The code includes a `SolutionAnalyzer` class to evaluate and visualize the results:

```python
class SolutionAnalyzer:
    @staticmethod
    def analyze_solution(league):
        # Print detailed information about the solution
        
    @staticmethod
    def export_solution_to_csv(league, filename):
        # Export the league solution to a CSV file
```

The `GeneticAlgorithm` class also includes a `plot_fitness_history()` method that visualizes the improvement of the best solution over generations.

## Execution Flow

The code is organized to run in a Jupyter notebook with distinct execution steps:

1. **Setup**: Import libraries, define constants, and implement classes
2. **Data Loading**: Load player data from the CSV file
3. **Optimization**: Run the genetic algorithm
4. **Analysis**: Visualize results and analyze the solution

## Key Features to Highlight During Defense

1. **Constraint Handling**: The code effectively handles hard constraints (team formation, salary cap) through penalties in the fitness function.

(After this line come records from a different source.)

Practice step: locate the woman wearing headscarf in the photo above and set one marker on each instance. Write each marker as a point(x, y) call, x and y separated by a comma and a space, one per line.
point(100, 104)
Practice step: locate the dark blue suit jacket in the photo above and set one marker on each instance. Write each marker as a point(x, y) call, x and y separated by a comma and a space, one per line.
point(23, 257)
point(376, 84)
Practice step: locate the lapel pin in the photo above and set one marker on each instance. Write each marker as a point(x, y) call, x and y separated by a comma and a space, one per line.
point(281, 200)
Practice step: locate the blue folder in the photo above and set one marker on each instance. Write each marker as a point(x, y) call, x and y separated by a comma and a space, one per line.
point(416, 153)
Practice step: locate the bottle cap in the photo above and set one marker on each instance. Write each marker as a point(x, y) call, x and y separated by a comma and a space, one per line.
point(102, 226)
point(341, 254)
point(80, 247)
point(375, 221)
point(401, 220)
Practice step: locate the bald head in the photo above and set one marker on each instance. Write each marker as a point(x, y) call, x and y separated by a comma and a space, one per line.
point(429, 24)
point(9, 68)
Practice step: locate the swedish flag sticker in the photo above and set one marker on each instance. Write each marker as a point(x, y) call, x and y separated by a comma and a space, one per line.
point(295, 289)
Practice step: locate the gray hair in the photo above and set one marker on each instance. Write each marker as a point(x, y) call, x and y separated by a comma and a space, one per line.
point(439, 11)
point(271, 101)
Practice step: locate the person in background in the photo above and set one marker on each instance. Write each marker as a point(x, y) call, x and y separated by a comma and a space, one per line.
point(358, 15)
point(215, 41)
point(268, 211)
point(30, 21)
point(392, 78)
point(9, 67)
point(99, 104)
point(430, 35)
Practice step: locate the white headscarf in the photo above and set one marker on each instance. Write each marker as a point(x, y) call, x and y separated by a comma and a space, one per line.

2. **Fitness Function Design**: The fitness function combines multiple objectives:
   - Primary: Minimizing the standard deviation of team skill ratings
   - Secondary: Staying within budget constraints
   - Tertiary: Avoiding solutions too close to the budget limit

3. **Multiple Operators**: The code implements:
   - 2 selection methods (tournament and roulette wheel)
   - 2 crossover operators (team-based and position-based)
   - 3 mutation operators (swap, position shuffle, and scramble)

4. **Modular Design**: The code follows good object-oriented design principles with clear separation of concerns:
   - Data structures (Player, Team, League)
   - Genetic operators (Selection, Crossover, Mutation)
   - Analysis and visualization

5. **Elitism**: The algorithm preserves the best solution in each generation, ensuring that the solution quality never decreases.

6. **Error Handling**: The code checks for invalid offspring from crossover operations and replaces them with random individuals.

7. **Dynamic Operator Selection**: The algorithm dynamically alternates between different selection and crossover methods and applies different mutation operators with varying probabilities.

This approach aligns well with the genetic algorithm theory presented in the textbook by Leonardo Vanneschi and Sara Silva, particularly the concepts of selection pressure, genetic diversity, and constraint handling.